К числу излюбленных зрелищ наших предков относились также зверинцы, бывшие поначалу лишь царской потехой, но со временем ставшие общедоступным развлечением столичных жителей.
Для охоты и ради «курьезности
Первые зверинцы появились еще в петровские времена. Разумеется, они не предназначались для общего обозрения и служили только для увеселения вельможных владельцев и их гостей. Хорошо известна любовь Петра I ко всему редкому и диковинному, поэтому ничего удивительного, что в Летнем саду он пожелал уделить место представителям животного мира.
По свидетельству современника, там находился «большой птичник, где многие птицы частию свободно расхаживают, частию заперты в размещенных вокруг небольших клетках.
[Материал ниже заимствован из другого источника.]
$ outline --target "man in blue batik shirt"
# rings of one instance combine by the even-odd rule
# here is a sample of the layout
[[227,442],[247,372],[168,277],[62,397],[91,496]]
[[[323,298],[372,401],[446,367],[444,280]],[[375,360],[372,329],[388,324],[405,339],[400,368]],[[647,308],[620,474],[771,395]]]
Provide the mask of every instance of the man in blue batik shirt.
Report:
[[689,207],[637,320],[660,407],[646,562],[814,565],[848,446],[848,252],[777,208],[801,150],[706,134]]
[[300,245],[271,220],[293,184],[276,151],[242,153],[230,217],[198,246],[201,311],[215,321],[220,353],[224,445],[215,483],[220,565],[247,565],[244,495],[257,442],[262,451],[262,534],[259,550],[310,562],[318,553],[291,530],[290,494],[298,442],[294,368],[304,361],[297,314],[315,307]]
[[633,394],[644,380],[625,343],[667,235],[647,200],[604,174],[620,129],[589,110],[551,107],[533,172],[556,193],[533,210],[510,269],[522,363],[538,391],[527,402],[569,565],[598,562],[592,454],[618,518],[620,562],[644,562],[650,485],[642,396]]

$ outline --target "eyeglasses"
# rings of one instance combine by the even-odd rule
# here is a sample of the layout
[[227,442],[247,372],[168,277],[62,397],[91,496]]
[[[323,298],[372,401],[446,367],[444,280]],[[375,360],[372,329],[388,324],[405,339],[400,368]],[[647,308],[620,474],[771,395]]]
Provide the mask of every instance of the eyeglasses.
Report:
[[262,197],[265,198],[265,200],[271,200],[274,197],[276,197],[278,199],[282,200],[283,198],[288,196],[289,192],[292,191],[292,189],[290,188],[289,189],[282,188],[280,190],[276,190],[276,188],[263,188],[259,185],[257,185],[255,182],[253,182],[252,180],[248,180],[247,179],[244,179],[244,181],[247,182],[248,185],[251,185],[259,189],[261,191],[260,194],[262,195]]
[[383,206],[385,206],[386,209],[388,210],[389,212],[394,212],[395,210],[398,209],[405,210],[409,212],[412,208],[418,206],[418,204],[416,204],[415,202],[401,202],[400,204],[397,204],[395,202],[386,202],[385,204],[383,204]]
Там есть орлы, черные аисты, журавли и многие другие редкие птицы. Тут же содержатся, впрочем, и некоторые четвероногие животные, как, например, очень большой еж, имеющий множество черных и белых игл до 11 дюймов длиною…». Очевидно, речь в данном случае идет о дикобразе.
Но все же особое предпочтение царь отдавал птицам. Это доказывает тот факт, что еще в 1706 году в «Питербурх» были доставлены из Олонца лебеди, а через двенадцать лет появился именной указ, данный астраханскому губернатору, «о ловлении в Астрахани… птиц и об отправлении оных в Санкт-Питербурх». С этой целью туда отправили гвардейского солдата с подробной инструкцией о ловле птиц и обращении с ними в пути.
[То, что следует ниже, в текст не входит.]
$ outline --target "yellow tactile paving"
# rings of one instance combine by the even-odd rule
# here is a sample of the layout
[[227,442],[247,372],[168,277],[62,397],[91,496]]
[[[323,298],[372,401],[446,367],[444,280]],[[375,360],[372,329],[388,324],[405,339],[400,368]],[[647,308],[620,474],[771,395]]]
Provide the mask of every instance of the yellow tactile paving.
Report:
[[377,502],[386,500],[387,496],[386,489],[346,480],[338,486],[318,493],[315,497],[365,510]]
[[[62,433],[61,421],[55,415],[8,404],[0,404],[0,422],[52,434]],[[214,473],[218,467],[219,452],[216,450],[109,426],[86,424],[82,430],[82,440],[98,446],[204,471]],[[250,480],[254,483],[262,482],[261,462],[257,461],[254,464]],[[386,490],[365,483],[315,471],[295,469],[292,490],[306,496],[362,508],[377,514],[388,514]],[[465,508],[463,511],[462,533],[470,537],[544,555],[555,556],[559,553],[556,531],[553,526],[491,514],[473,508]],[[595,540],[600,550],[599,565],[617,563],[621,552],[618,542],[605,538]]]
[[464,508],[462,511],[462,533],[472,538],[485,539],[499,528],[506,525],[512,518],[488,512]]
Неподалеку от Летнего сада, на Большом лугу, как называлось в ту пору Марсово поле, поселили в 1714 году слона, подаренного персидским шахом. В течение нескольких лет слон во время прогулок служил дармовым зрелищем для простолюдинов столицы.
Тот же современник описывает и зверинец в Екатерингофе – усадьбе Екатерины I: «Есть там… небольшой, но очень хорошенький зверинец, наполненный многими зверьми, которые необыкновенно ручны: двенадцатирогие олени подходили к нам на зов и позволяли себя гладить. Кроме большого числа обыкновенных оленей мы насчитали там дюжину ланей, потом смотрели на особом дворе двух старых и двух молодых лосей, довольно больших и ручных».
Из подобных описаний можно вывести идиллическую картину: ручные животные подходят на зов, позволяют себя гладить. Но этих же животных использовали и для варварских развлечений во вкусе той эпохи. Вот еще одно свидетельство современника: «Все отправились в новый дом великого адмирала Апраксина (находился на месте Зимнего дворца. – А. И.)… где с галерей смотрели на травлю льва с огромным медведем, которые оба были крепко связаны и притянуты друг к другу веревками. Все думали, что медведю придется плохо, но вышло иначе: лев оказался трусливым и почти вовсе не защищался, так что, если бы медведя вовремя не оттащили, он непременно одолел бы его и задушил».